I'm running. I don't think I'll get tired. The wind's in my lungs, too, in my blood and my muscles and my bones, and I think I know the way. I can picture where I'm going. And, as much as it hurts, I can picture a leathery corpse with the remains of bright clothing fused to its leathery skin and a head of dull, stringy red hair.

They found a body.

Alice.

Alice.

The woods are familiar for a bit, and then they're not, and that's how I know I'm going the right way. I can feel it in my gut. This is where the scraping noise ends, this is where I find her, for better or for worse.

Gravel beneath my feet, a hairpin turn, a final line of trees, and then I'm in the clearing.

A dozen heads swivel my way. I wince, stunned for a moment under the weight of their gazes, before ducking under the caution tape. I recognize some of them. "Hi, um, I'm here to—"

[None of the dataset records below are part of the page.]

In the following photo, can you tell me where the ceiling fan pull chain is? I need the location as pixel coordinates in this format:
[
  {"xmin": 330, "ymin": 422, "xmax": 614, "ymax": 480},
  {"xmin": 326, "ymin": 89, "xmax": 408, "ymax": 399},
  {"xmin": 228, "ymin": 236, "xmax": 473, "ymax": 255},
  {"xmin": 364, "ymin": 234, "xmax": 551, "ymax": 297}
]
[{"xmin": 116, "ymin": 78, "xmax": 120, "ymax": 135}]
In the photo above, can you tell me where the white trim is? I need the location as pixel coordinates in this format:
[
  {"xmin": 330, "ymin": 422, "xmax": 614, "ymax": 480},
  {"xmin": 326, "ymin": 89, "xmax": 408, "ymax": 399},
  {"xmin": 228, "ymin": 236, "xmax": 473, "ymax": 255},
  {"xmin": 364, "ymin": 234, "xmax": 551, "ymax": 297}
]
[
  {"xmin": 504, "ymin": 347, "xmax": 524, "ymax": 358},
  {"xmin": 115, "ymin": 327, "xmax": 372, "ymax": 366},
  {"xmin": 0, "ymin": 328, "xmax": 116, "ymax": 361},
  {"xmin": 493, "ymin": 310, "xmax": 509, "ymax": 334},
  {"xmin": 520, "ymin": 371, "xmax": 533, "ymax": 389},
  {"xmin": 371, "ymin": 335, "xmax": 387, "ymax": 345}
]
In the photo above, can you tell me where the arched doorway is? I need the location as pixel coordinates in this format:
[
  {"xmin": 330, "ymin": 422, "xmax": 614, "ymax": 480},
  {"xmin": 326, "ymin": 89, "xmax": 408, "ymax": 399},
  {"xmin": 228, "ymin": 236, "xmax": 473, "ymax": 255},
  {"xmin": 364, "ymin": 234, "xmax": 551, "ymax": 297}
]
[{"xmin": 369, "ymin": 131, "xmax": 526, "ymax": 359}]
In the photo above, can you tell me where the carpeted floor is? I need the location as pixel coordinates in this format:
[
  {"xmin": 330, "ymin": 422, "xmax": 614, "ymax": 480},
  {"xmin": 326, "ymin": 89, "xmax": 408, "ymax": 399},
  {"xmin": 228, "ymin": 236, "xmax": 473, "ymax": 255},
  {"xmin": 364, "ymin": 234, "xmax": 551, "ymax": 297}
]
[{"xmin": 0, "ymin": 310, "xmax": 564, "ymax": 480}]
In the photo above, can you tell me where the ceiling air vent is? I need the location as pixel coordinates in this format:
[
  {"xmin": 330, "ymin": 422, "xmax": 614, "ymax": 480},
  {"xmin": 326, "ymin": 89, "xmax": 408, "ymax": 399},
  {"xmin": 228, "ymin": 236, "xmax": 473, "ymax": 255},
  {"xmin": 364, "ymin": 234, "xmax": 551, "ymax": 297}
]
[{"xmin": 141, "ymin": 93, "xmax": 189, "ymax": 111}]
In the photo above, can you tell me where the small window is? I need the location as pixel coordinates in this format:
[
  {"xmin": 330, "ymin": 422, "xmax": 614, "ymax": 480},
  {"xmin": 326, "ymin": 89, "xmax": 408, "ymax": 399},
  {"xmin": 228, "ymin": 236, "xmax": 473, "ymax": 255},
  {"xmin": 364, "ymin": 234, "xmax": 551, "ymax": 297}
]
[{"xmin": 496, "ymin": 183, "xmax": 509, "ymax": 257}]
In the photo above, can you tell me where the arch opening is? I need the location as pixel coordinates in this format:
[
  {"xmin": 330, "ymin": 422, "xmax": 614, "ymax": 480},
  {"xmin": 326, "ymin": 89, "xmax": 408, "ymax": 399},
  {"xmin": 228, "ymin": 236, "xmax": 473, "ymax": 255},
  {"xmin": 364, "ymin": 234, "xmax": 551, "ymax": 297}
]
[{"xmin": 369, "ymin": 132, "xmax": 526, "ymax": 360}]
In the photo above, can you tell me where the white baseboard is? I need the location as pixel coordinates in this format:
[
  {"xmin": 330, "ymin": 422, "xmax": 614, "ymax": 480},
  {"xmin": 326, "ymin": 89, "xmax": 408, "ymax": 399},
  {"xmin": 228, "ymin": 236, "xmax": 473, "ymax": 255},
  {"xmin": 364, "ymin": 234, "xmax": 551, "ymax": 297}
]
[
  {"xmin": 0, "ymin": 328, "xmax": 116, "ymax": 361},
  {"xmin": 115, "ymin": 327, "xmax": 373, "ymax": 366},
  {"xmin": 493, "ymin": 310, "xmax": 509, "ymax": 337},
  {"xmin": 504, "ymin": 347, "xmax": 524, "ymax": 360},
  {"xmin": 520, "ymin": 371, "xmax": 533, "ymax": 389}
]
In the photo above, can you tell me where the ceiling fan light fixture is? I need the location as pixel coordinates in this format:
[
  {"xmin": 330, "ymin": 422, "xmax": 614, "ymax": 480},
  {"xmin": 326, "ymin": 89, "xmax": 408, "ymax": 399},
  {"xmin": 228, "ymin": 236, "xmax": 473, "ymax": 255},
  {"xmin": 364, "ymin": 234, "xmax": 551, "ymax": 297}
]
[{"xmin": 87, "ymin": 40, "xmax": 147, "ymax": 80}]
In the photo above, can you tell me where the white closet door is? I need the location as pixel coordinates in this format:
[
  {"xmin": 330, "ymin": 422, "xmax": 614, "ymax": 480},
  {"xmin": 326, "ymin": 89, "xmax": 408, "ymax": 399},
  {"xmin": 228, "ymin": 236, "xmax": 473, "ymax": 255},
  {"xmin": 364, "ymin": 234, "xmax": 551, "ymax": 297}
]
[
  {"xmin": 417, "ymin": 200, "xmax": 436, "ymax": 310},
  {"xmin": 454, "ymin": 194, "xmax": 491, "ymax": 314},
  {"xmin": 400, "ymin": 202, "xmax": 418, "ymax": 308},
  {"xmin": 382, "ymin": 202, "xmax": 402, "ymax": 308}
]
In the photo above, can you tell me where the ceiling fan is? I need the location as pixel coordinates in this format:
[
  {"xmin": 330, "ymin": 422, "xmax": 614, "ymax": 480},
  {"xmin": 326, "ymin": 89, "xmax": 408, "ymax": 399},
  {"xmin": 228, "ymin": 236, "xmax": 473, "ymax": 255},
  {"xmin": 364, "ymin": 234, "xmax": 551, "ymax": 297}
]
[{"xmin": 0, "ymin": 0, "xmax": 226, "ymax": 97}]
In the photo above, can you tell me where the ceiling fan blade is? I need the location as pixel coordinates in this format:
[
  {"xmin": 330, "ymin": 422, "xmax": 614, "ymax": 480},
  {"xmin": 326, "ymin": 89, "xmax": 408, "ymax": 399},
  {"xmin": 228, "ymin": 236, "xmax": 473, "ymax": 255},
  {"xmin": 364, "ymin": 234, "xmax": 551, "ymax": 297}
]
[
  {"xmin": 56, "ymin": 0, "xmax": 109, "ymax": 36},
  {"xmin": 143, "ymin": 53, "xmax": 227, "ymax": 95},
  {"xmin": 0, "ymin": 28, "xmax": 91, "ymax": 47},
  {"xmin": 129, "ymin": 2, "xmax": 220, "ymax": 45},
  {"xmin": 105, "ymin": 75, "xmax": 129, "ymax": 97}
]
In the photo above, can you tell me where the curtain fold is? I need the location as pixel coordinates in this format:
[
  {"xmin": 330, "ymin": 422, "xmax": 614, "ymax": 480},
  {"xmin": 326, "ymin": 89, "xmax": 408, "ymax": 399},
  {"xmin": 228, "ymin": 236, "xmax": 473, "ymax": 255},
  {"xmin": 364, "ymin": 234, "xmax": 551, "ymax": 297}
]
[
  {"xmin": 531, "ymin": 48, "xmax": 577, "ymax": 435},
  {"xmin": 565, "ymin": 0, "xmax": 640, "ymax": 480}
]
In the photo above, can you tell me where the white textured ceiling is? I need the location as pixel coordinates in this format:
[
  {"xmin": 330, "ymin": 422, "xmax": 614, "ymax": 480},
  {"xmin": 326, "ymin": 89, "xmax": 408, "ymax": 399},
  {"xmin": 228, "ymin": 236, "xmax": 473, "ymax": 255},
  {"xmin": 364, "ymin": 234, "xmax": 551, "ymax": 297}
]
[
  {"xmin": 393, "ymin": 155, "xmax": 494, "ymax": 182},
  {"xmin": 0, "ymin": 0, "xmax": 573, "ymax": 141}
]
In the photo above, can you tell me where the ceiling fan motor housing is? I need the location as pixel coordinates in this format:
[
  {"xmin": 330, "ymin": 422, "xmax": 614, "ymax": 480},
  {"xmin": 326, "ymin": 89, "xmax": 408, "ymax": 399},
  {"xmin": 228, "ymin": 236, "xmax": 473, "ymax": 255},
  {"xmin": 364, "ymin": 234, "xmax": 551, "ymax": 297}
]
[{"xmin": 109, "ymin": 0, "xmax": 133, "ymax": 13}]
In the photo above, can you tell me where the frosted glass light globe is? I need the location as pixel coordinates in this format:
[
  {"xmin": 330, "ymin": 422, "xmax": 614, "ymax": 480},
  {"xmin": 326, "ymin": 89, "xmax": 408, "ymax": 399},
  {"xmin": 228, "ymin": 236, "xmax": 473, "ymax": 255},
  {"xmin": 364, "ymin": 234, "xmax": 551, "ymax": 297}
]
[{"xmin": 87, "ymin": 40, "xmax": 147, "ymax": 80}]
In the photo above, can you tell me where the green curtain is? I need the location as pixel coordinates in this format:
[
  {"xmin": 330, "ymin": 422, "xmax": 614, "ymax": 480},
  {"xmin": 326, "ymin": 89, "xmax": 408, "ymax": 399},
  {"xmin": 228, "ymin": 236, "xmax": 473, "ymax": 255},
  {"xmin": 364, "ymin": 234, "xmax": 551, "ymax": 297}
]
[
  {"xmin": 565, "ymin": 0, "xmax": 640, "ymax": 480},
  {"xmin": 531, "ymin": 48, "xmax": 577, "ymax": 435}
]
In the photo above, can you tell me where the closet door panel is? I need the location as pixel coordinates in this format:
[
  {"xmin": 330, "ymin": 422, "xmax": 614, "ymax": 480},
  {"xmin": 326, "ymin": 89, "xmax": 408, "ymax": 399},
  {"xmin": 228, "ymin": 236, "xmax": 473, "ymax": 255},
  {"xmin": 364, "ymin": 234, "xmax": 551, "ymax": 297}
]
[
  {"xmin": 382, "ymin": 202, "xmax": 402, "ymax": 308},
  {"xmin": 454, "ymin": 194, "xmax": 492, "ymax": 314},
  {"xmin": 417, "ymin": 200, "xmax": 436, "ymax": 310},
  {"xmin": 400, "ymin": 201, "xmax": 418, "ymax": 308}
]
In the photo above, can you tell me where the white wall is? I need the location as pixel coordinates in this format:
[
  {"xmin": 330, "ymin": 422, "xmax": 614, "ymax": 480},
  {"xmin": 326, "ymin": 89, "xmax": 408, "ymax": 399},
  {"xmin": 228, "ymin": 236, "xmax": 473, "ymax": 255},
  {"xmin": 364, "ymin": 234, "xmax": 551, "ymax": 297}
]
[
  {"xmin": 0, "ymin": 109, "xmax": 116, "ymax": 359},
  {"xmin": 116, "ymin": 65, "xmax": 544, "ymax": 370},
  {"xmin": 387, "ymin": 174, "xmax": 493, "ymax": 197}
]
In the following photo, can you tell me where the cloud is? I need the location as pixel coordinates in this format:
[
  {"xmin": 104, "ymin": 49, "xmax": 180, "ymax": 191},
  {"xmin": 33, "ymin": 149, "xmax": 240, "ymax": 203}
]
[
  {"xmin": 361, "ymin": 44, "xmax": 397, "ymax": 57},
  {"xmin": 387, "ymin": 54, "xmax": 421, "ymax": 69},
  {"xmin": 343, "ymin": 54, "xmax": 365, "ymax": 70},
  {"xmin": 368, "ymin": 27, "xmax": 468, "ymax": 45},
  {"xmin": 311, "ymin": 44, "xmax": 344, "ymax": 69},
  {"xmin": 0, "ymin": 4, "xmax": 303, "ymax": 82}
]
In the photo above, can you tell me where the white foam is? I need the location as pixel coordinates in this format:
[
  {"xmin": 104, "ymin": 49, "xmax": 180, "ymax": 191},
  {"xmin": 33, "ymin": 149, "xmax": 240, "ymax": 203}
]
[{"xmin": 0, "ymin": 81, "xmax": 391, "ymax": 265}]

Three things happen simultaneously.

One of the rangers starts shouting at me, but it's like they're underwater. I blink, confused and unable to understand.

Another ranger rushes towards me, hands outstretched as if to grab me. I don't move myself. I know I don't move myself. But a split second before their hands close around my arm, I'm a few feet away.

The third thing that happens, heartbreaking and dizzying: I catch sight of the stairs. Or, more specifically, I see the body at the base of the stairs, with a sheet draped over it like a veil. It could be Alice. I don't know. I can't see its face.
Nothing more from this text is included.